After a thrilling, entertaining, and way to close for comfort win over DePaul, the Golden Gophers will take on Indiana State at 11 am on ESPN in the second round of the Old Spice Classic. How the Gophers react to the first round win, and how quickly they recover from the game that was played at a break neck pace, will be just as important as the match-ups on the court.
It is fair to say that Minnesota would not have won a game like that last year, or at least at the end of last year. In fact, the Gophers have been notoriously poor closers in recent seasons, either blowing late leads or never quite completing comebacks. This year’s team has played better in every second half that has mattered (sorry Mt. St. Mary’s, they took it easy on you after the 51-18 half-time lead). In the three previous competitive games, the Gophers were able to stretch precarious half-time leads to double-digit wins, outscoring their opponents by ten or more points in two of those game. They outscored DePaul by 11 points. It is very early in the season, especially for a very young team, but the team’s identity is already being formed. They appear to be, at least for now, the exact opposite of last season’s team. They can overcome adversity and themselves to play better as the game goes on and make the big plays when they need to.

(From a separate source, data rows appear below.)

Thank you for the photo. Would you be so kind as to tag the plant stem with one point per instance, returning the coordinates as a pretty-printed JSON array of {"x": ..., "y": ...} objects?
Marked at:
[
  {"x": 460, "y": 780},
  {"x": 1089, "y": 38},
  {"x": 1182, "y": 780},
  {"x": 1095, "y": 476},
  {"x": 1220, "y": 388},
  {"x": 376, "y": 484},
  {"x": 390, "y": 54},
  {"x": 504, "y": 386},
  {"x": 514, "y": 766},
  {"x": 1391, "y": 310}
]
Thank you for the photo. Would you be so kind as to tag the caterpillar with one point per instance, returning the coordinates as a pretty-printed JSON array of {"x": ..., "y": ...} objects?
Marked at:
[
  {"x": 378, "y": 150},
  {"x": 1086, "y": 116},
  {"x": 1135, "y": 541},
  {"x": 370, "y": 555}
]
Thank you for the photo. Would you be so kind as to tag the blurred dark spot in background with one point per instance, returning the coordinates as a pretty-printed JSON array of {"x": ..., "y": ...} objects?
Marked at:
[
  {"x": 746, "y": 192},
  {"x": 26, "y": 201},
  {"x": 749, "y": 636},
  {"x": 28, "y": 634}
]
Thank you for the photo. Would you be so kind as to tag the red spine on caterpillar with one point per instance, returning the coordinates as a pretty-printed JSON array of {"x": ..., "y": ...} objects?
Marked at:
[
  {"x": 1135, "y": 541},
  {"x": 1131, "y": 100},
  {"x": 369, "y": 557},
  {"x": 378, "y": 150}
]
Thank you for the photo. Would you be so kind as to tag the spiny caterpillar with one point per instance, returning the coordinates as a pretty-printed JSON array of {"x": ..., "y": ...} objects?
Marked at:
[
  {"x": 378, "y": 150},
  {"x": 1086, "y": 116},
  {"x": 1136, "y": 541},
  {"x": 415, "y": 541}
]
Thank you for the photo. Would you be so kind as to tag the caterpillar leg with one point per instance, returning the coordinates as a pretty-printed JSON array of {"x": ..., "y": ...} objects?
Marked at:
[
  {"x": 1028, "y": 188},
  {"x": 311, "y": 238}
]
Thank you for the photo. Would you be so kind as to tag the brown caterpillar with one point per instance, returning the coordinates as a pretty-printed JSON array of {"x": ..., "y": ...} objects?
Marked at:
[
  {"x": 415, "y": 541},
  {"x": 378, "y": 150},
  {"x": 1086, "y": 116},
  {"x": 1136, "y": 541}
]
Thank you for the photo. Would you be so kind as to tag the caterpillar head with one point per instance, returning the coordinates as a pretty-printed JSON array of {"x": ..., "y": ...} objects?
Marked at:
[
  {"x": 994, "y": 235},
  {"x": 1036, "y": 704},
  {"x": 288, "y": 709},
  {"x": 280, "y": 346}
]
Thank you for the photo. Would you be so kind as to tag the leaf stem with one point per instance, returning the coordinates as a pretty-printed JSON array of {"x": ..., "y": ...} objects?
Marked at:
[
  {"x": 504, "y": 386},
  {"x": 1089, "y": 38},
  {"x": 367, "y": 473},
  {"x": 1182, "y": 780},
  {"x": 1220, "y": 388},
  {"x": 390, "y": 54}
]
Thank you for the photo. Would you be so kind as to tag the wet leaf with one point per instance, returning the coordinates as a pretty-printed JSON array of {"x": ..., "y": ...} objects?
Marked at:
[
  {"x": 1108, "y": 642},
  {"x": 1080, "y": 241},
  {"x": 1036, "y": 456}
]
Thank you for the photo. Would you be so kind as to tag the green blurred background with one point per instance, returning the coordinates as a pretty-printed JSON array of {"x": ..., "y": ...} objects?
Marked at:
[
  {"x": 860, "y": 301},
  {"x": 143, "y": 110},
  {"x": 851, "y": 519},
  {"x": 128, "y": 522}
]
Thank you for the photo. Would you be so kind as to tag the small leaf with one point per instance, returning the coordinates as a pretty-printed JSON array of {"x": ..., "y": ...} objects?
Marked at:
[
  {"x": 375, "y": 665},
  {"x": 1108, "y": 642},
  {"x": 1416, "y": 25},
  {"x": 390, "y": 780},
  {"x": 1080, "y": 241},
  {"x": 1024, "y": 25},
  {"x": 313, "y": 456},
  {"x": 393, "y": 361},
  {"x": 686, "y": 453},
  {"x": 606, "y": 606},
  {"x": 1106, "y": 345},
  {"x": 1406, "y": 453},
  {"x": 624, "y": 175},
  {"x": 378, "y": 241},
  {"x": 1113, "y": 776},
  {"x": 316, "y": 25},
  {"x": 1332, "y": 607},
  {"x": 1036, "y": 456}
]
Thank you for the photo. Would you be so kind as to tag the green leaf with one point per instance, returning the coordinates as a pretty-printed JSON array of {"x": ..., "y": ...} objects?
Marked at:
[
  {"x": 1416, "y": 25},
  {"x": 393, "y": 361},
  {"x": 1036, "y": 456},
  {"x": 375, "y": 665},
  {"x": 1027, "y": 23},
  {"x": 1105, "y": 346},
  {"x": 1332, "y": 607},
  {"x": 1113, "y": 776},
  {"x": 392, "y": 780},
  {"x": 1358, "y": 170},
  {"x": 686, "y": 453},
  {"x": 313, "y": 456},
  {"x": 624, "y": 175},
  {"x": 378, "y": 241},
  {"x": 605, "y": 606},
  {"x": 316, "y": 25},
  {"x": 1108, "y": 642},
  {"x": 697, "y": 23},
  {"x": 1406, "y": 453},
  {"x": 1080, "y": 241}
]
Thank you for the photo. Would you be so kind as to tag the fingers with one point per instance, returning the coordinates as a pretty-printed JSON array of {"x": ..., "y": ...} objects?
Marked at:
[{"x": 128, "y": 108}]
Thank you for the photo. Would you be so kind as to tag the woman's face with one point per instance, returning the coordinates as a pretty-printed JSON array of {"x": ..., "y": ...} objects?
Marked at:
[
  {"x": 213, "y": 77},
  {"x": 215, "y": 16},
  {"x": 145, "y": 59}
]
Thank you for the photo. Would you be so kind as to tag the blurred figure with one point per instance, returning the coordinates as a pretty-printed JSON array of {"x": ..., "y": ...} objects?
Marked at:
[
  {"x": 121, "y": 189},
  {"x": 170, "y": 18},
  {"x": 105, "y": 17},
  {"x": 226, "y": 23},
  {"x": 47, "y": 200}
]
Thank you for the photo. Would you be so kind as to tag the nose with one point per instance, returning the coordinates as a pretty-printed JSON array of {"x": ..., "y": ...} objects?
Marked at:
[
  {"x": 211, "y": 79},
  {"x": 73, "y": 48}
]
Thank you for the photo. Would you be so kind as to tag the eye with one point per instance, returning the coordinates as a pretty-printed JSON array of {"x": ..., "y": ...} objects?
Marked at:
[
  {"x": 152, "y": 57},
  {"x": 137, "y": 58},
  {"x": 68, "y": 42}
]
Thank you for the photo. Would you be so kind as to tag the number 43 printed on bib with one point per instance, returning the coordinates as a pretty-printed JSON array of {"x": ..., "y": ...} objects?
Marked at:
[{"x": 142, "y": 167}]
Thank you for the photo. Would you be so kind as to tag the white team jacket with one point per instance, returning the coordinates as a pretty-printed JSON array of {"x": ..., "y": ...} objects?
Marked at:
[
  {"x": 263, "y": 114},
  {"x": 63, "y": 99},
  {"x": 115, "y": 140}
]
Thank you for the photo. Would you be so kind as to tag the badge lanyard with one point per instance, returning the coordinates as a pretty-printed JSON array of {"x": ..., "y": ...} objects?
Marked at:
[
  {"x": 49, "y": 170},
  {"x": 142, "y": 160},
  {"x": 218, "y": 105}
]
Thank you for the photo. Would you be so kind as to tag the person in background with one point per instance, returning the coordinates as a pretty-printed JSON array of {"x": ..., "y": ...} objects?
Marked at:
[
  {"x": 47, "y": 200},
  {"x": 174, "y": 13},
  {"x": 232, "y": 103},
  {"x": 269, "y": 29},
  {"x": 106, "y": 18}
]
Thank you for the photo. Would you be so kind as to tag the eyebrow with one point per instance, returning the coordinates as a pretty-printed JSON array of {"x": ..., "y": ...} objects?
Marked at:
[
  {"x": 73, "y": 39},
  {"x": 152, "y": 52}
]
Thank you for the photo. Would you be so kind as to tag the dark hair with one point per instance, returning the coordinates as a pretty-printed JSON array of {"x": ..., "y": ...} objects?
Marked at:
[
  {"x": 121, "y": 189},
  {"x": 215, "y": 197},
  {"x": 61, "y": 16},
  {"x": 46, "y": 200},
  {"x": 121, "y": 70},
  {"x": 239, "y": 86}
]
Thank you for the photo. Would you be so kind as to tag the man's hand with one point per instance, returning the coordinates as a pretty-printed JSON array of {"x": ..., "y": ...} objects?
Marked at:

Against Indiana State, they’ll need to show some maturity. They’ll take the court less than 24 hours after a nearly miraculous win, and there is more than a little danger for a let down. Young teams can be very up and down emotionally, and if the Gophers think their work is done because they beat the Blue Demons, they could lose to a pretty good basketball team. Senior leadership is important in situations like this. Trevor Mbakwe won’t give up even when he should. Ralph Sampson on the other hand needs to dig deep. His galant effort with a bum wheel may have been his best game as a Gopher considering the circumstances. He isn’t a chest pounder or a yeller, though can show leadership by playing hard. The team fed off his energy.
The physical quick turnaround will be just as important as the emotional quick turnaround. The Gophers and DePaul pressed on nearly every possession, and there wasn’t much time to stop and breathe on either end of the court. Ralph Sampson III was clearly playing hurt, and no one knows what kind of effort he’ll be able to provide against Indiana State. They should benefit from their deep roster even if Sampson III is limited. No Gopher played more than 30 minutes, and in what could be a blessing in disguise, Andre Hollins played only 10 minutes. If Sampson can go, his 15 minutes of action means he won’t be tired as long as his ankle lets him play. Despite a comfortable win in their first game, Indiana State played all of their starters 27 or more minutes and three played at least 30. Fatigue could be a factor tomorrow and should be even more of a factor by Sunday.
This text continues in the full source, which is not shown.